To my surprise, no one made a comment. No one threw rocks at us. In fact, hardly anyone even looked at us. I was shocked. My assumptions about how these orthodox Jews would treat us were being proven wrong right in front of my eyes.

Finally one person did come up to us – an ultra orthodox woman in her 50s. She talked to us for a few minutes. “Shalom girls," she said, "my name is Shoshana. I just want to let you know that you are all truly beautiful young women. You do not need to dress this way because you have beautiful souls and if you cover up your physical body, your inner beauty will shine. Please, at the very least, respect our neighborhood.”

Now these were not her exact words, but looking back, this was the main message she was attempting to convey to us that night.

But I was furious. “How rude of this woman to tell us how we should dress!”

"Why are you so angry?" one of my friends asked me.

“Why can't these people just leave us alone!" I screamed back. "I don’t tell them how to live, and they shouldn’t tell me how to live either!"

"Laleh, this woman was not attacking us," my good friend, Sola, said. "She was on our side. She was telling us how amazing we are. She said that we are God’s children. She was sweet, and actually cared about us.”
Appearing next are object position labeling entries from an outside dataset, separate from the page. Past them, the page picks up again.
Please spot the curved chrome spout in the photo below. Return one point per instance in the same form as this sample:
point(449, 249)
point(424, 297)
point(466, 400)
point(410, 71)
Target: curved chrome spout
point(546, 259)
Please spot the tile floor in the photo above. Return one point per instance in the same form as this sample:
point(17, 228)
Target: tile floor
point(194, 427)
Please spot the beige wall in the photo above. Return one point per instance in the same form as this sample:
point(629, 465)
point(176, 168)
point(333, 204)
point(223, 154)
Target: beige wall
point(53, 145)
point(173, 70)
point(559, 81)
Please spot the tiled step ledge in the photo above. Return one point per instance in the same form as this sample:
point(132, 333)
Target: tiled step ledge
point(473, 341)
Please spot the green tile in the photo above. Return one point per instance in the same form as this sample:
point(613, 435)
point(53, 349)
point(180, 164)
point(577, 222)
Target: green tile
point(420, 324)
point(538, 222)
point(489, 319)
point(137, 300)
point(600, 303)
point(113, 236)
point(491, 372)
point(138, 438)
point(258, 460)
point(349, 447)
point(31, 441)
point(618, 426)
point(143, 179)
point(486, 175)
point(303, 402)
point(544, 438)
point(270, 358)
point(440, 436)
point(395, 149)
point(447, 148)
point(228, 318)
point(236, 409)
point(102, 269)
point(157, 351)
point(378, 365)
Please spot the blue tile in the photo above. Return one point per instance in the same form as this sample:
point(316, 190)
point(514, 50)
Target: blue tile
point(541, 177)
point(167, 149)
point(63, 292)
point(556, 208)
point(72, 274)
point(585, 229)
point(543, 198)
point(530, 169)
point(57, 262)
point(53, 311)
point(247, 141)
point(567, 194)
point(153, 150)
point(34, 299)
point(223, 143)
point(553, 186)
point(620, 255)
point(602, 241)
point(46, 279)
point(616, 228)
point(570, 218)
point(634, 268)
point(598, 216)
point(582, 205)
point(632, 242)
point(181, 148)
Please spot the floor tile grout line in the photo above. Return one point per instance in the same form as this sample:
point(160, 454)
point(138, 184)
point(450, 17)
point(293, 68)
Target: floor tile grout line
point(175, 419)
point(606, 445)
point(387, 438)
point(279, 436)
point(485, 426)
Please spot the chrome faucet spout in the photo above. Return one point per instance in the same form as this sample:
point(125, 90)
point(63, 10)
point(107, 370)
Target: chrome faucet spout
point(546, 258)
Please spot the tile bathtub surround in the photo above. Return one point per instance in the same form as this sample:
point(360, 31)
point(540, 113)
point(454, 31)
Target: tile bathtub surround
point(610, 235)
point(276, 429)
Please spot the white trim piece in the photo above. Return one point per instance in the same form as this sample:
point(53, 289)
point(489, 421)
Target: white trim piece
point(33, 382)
I calmed down and after a few moments of thinking to myself and examining my feelings, I realized why I was so angry. Deep down in my heart I knew Shoshana was right.
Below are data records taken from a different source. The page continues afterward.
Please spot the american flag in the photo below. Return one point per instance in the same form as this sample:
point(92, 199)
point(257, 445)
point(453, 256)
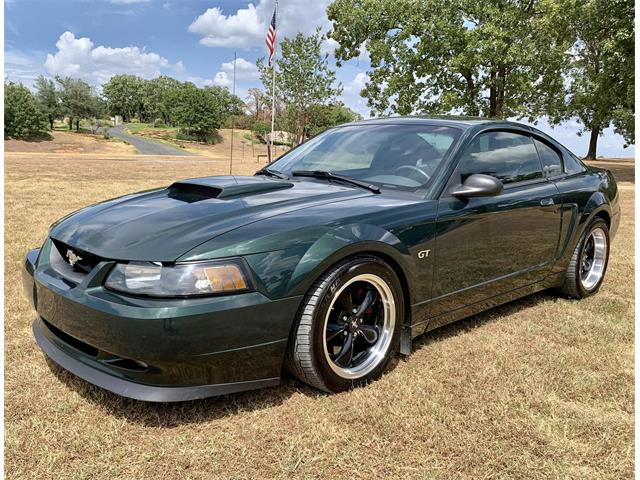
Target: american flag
point(271, 35)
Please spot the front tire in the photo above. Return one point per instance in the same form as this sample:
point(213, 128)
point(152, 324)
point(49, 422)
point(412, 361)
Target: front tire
point(589, 261)
point(348, 327)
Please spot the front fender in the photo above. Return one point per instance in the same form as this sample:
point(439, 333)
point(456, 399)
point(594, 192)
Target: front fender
point(341, 243)
point(292, 270)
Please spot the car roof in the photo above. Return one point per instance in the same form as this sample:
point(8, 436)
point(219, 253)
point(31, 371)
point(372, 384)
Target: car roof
point(459, 121)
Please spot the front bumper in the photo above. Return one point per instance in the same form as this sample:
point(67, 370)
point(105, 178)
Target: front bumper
point(157, 349)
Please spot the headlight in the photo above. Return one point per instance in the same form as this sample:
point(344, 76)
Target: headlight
point(179, 280)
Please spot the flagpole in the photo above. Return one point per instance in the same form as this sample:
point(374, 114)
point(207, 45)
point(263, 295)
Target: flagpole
point(273, 90)
point(232, 116)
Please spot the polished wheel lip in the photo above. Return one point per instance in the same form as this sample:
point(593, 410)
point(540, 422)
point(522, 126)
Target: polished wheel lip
point(594, 259)
point(378, 351)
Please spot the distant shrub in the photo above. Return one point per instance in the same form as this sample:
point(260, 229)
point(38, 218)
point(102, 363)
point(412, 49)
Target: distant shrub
point(210, 138)
point(22, 117)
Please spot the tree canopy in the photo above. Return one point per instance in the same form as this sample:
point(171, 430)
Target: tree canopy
point(48, 99)
point(497, 58)
point(601, 69)
point(303, 80)
point(78, 100)
point(22, 115)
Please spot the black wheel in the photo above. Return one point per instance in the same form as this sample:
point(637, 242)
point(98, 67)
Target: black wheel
point(348, 327)
point(588, 264)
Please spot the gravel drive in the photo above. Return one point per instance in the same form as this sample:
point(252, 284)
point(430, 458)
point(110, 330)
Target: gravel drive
point(147, 147)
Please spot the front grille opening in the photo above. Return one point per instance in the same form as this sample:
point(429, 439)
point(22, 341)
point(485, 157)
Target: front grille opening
point(84, 261)
point(100, 355)
point(72, 341)
point(128, 364)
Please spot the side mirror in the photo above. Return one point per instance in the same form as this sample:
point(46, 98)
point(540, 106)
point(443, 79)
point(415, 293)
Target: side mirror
point(478, 185)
She was trying to show us how much she cared, and I was rejecting her. She was trying to make us feel that despite our level of religiosity (or lack thereof), we are still part of the Jewish family. But I was shutting her out. I was letting my past experiences and assumptions about religious Jews blind me.

I was pushing away the same things I had been searching for throughout my life: acceptance, understanding, and a sense of love and belonging with my fellow Jews.

If anyone was being rude, it was me. I know that when you step foot into another culture, the decent thing to do is to respect their way of life. A journalist is a master of this!

I began to realize how pathetic that my external, physical looks were the initial priority, not my personality, not my intelligence, not my soul.

I would never walk into a Japanese family’s home without taking off my shoes first. I would never say “no” to the offering of my Persian grandmother’s delicious ghormeh sabzi, or chai sheereeni. I would avoid at all costs the chance of disrespecting their customs, values and norms. I would never be so inconsiderate, so why didn’t I understand or accept that I am in an ultra religious neighborhood, and the right thing to do was to cover up a little more in order to show respect?

Shoshana challenged the way I was looking at myself. I was used to thinking that the best way to attract a great guy was to INITIALLY bedazzle him with my looks, and after getting to know me, he would come to realize I also had a great personality and a unique inner beauty. I began to realize how pathetic that my external, physical looks were the initial priority, not my personality, not my intelligence, not my values, not my soul.

The rest of the night I felt naked. I felt cheap. I promised myself that I would respect myself and dress only in clothing that I felt completely comfortable in. I did not want to have to keep readjusting my tube top. I did not want to have to keep pulling down my shorts when they hiked up, and I did not want to be focused on my clothing and on my body. I wanted people to see me for my soul, which was the most beautiful part of me. Shoshana was right, and I was touched by her kind words of wisdom.


Since then I challenge myself every morning to dress more modestly and to let my beauty shine from within.